I just want to exist and not have people make comments about my weight. I tried to stop making myself throw up after eating but when I do, I feel sick. The feeling of needing to throw up bombards me and then I have to do it. It’s sick I know, but I can’t seem to help it.

After I’m done purging my stomach, I brush my teeth again and head back into my room. I take off my pants and just leave the hoodie on. I take the medicine my mom left for me and then I take another one of the pills I got from the guys.

I got two different ones. One to help me focus when I’m studying and one to just get me high when I need it. Plus I read up that one of them will probably help me lose weight and I need that now more than ever. I hope that in no time, I’ll be able to lose all this extra weight.

I lie in bed as the feeling of being in the cloud washes over me again. This feeling is getting addicting and I want more and more of it every day. It’s nice to have something that lets you not think about your problems for a while.
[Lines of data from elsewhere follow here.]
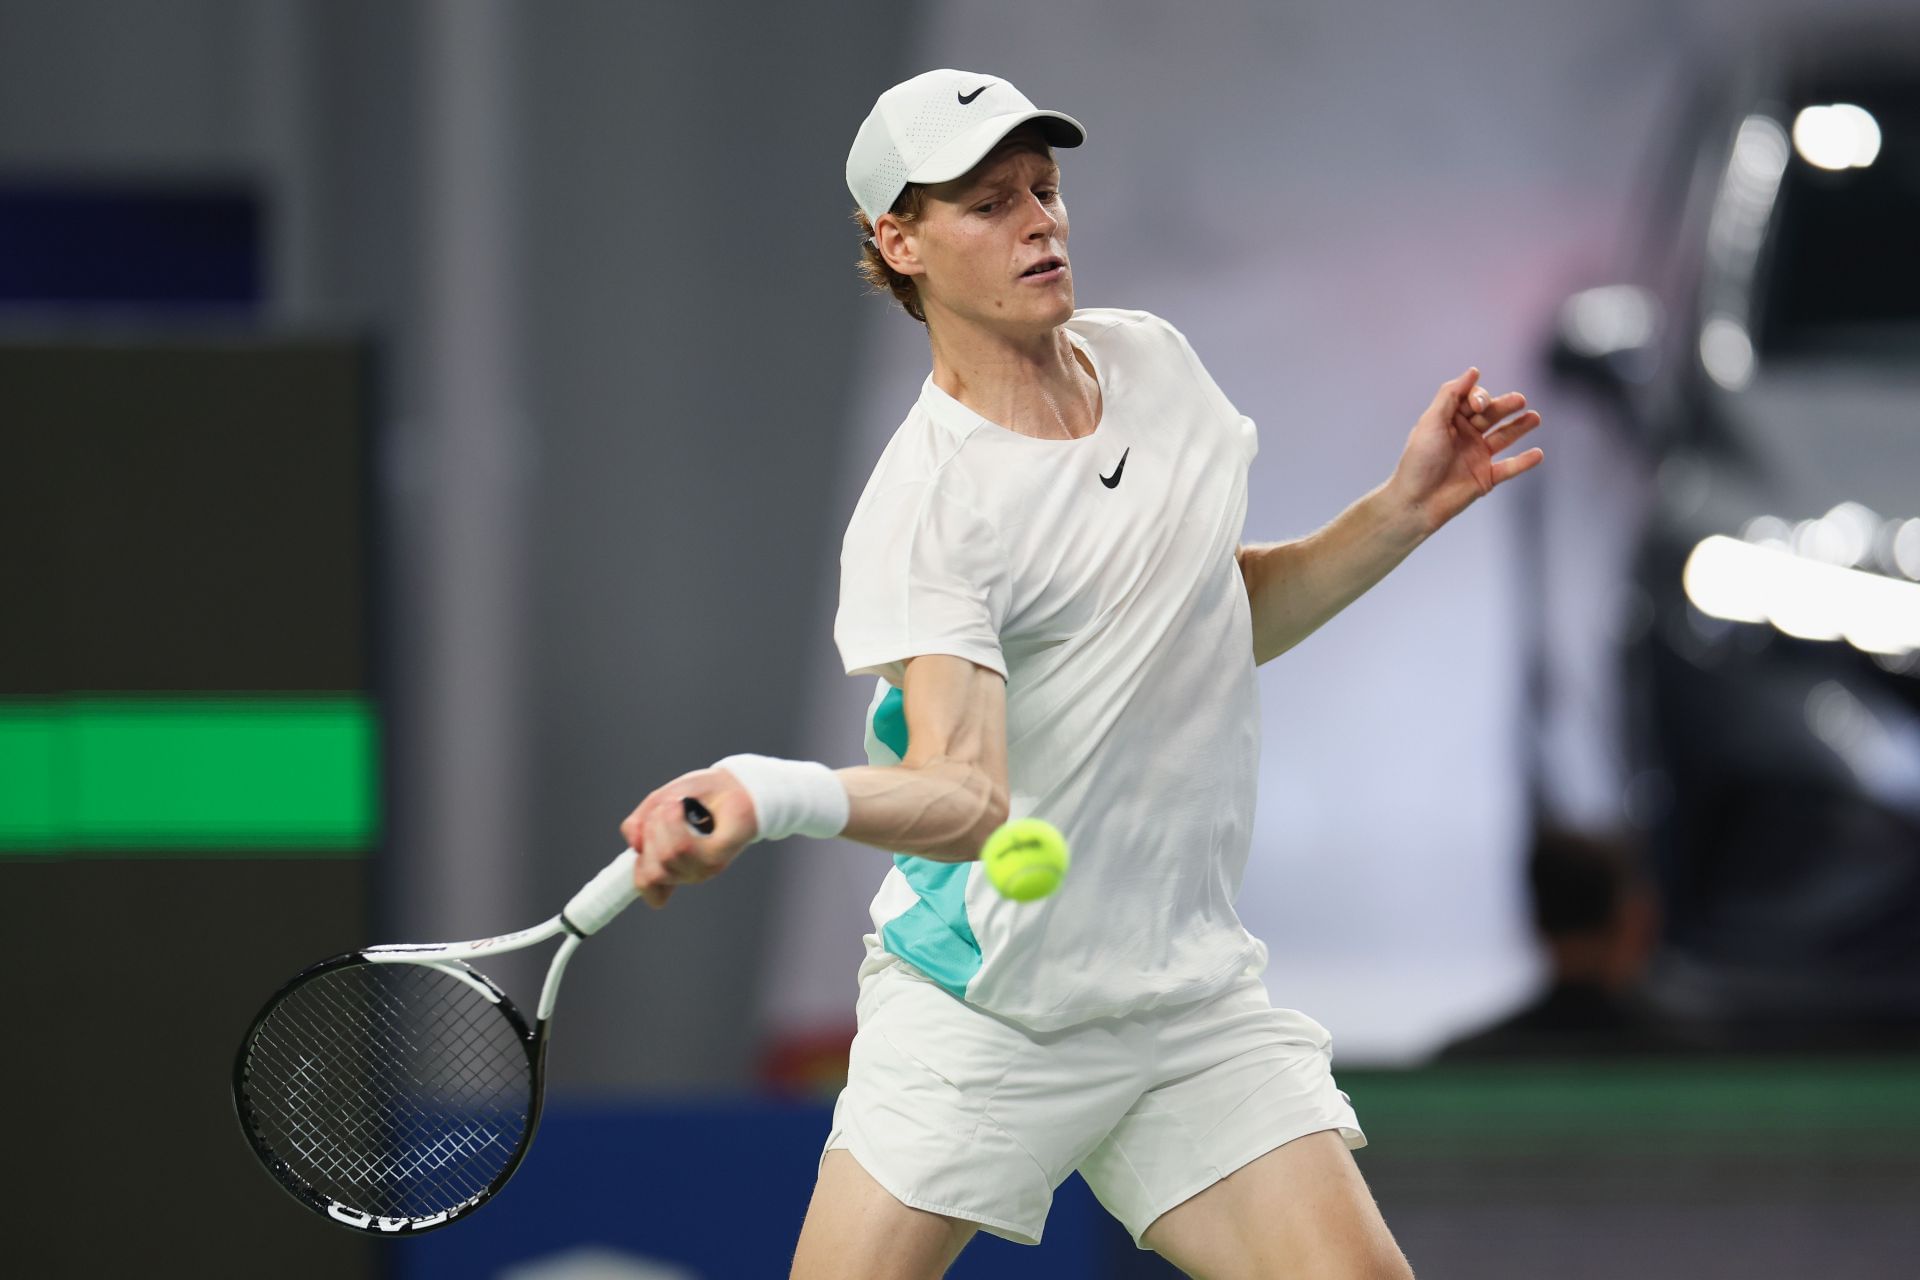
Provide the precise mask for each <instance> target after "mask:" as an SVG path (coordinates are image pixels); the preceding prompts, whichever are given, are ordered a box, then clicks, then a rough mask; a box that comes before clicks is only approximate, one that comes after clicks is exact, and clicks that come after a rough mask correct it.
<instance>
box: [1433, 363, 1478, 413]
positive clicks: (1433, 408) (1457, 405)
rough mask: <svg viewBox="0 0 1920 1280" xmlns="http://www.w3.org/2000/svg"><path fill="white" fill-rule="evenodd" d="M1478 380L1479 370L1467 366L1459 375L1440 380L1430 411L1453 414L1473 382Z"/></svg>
mask: <svg viewBox="0 0 1920 1280" xmlns="http://www.w3.org/2000/svg"><path fill="white" fill-rule="evenodd" d="M1478 380H1480V370H1478V368H1467V372H1463V374H1461V376H1457V378H1450V380H1446V382H1442V384H1440V390H1438V391H1436V393H1434V403H1432V411H1434V413H1440V415H1442V416H1453V411H1455V409H1457V407H1459V405H1461V401H1463V399H1465V395H1467V393H1469V391H1473V384H1475V382H1478Z"/></svg>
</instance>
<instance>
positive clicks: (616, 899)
mask: <svg viewBox="0 0 1920 1280" xmlns="http://www.w3.org/2000/svg"><path fill="white" fill-rule="evenodd" d="M680 806H682V810H684V812H685V816H687V827H691V829H693V831H695V833H697V835H712V831H714V816H712V814H710V812H707V806H705V804H701V802H699V800H695V798H693V796H687V798H685V800H682V802H680ZM636 862H639V854H636V852H634V850H632V848H628V850H622V854H620V856H618V858H614V860H612V862H609V864H607V865H605V867H601V873H599V875H595V877H593V879H589V881H588V883H586V885H584V887H582V889H580V892H576V894H574V896H572V898H570V900H568V902H566V908H564V910H561V915H563V917H566V923H568V925H572V927H574V929H576V931H578V933H580V936H591V935H595V933H599V931H601V929H605V927H607V925H609V923H611V921H612V917H614V915H618V913H620V912H624V910H626V908H630V906H634V904H636V902H637V900H639V890H637V889H634V864H636Z"/></svg>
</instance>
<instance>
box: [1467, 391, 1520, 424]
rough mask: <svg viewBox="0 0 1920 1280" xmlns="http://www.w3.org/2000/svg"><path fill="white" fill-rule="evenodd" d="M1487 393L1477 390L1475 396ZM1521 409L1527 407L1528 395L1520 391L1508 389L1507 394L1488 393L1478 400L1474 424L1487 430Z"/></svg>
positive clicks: (1473, 422)
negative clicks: (1491, 394)
mask: <svg viewBox="0 0 1920 1280" xmlns="http://www.w3.org/2000/svg"><path fill="white" fill-rule="evenodd" d="M1480 395H1486V391H1484V390H1475V397H1480ZM1521 409H1526V397H1524V395H1521V393H1519V391H1507V393H1505V395H1486V399H1484V401H1478V403H1476V407H1475V411H1473V424H1475V428H1476V430H1482V432H1484V430H1486V428H1490V426H1494V424H1496V422H1500V420H1501V418H1507V416H1513V415H1515V413H1519V411H1521Z"/></svg>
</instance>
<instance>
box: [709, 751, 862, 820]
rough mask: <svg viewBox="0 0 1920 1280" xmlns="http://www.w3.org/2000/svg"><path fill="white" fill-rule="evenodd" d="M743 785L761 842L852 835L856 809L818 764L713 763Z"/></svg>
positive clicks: (805, 761) (751, 757) (824, 767)
mask: <svg viewBox="0 0 1920 1280" xmlns="http://www.w3.org/2000/svg"><path fill="white" fill-rule="evenodd" d="M714 768H716V770H726V771H728V773H732V775H733V777H737V779H739V785H741V787H745V789H747V796H749V798H751V800H753V812H755V818H758V821H760V835H756V837H755V839H756V841H783V839H787V837H789V835H808V837H812V839H816V841H824V839H828V837H835V835H839V833H841V831H845V829H847V818H849V812H851V804H849V800H847V787H843V785H841V779H839V777H835V775H833V770H829V768H828V766H824V764H818V762H814V760H776V758H774V756H728V758H726V760H716V762H714Z"/></svg>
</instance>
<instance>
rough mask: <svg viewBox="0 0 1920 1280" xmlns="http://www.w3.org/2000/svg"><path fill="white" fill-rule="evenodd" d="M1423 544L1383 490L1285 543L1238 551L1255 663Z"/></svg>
mask: <svg viewBox="0 0 1920 1280" xmlns="http://www.w3.org/2000/svg"><path fill="white" fill-rule="evenodd" d="M1425 539H1427V530H1423V528H1421V526H1419V522H1417V520H1415V516H1413V512H1411V510H1409V509H1405V507H1400V505H1396V503H1394V493H1392V489H1390V487H1388V486H1380V487H1379V489H1375V491H1373V493H1367V495H1365V497H1361V499H1359V501H1356V503H1354V505H1352V507H1348V509H1346V510H1342V512H1340V516H1338V518H1336V520H1334V522H1332V524H1329V526H1327V528H1323V530H1319V532H1317V533H1308V535H1306V537H1296V539H1294V541H1290V543H1261V545H1248V547H1240V551H1238V558H1240V578H1244V580H1246V599H1248V604H1250V606H1252V612H1254V662H1269V660H1273V658H1279V656H1281V654H1283V652H1286V651H1288V649H1292V647H1294V645H1298V643H1300V641H1304V639H1306V637H1309V635H1313V631H1317V629H1321V626H1323V624H1325V622H1327V620H1329V618H1332V616H1334V614H1338V612H1340V610H1342V608H1346V606H1348V604H1352V603H1354V601H1357V599H1359V597H1361V595H1365V593H1367V591H1369V589H1371V587H1373V583H1377V581H1380V580H1382V578H1386V574H1388V572H1392V568H1394V566H1396V564H1400V562H1402V560H1405V558H1407V555H1411V551H1413V549H1415V547H1419V545H1421V543H1423V541H1425Z"/></svg>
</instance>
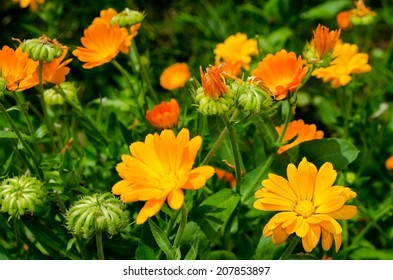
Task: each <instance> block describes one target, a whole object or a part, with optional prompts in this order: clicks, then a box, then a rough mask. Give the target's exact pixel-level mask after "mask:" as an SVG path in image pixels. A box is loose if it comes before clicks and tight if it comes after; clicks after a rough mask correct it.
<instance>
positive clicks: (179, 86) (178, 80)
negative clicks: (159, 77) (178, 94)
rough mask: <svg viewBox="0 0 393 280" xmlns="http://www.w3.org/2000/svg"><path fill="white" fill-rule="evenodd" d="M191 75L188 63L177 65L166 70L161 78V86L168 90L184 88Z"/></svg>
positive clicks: (170, 66) (162, 72) (173, 66)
I must have eventually fallen asleep because when I come to again, my mind is foggy and I’m tired as hell. I look at the time and see that it’s five p.m. I can’t believe it. I slept most of the day away.
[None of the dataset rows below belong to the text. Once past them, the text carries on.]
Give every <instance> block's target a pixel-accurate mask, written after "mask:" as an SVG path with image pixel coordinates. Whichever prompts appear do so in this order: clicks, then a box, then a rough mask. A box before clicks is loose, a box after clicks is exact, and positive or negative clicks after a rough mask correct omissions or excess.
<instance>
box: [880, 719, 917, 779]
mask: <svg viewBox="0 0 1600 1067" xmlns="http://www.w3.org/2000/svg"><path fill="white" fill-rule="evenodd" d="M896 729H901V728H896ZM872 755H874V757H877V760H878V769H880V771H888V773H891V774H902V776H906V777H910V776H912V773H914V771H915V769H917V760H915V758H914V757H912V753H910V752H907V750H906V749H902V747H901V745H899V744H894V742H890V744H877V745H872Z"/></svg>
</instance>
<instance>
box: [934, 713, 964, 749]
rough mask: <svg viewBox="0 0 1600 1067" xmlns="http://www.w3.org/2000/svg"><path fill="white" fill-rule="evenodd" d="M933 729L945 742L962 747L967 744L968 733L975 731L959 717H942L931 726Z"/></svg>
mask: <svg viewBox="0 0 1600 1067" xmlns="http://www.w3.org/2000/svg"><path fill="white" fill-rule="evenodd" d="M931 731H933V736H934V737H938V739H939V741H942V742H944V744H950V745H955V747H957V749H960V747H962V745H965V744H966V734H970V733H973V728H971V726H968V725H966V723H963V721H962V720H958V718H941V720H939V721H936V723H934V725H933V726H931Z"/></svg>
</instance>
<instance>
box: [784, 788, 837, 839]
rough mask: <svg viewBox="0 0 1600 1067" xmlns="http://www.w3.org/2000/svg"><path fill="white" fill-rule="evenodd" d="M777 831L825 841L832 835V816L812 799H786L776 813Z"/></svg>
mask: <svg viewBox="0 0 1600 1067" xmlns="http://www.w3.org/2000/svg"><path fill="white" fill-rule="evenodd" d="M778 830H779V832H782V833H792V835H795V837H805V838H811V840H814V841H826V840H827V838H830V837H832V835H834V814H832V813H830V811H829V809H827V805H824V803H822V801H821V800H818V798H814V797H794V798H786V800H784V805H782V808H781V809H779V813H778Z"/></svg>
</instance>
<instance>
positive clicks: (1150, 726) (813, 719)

I look at my texts and see that Mom texted me to see how I was doing. I reply, telling her I just woke up and that I’m feeling a bit better.

Aiden also texted me. I sent him a text, telling him that I was sorry for the late text but I was a bit under the weather. I inhale and realize that I can breathe a little better. I also smell something weird and my lips are dry as hell. I hope I wasn’t drooling in my sleep.

When I stand up, I feel the wetness between my legs and wonder what the hell I was dreaming about. I hope it wasn’t some stupid dream about Knox. I must have been sleeping really deep to not remember a thing.

Knowing that I can’t work like this, I take a quick shower and pull on a pair of shorts and a shirt before I grab my laptop to get started on this paper I have to write.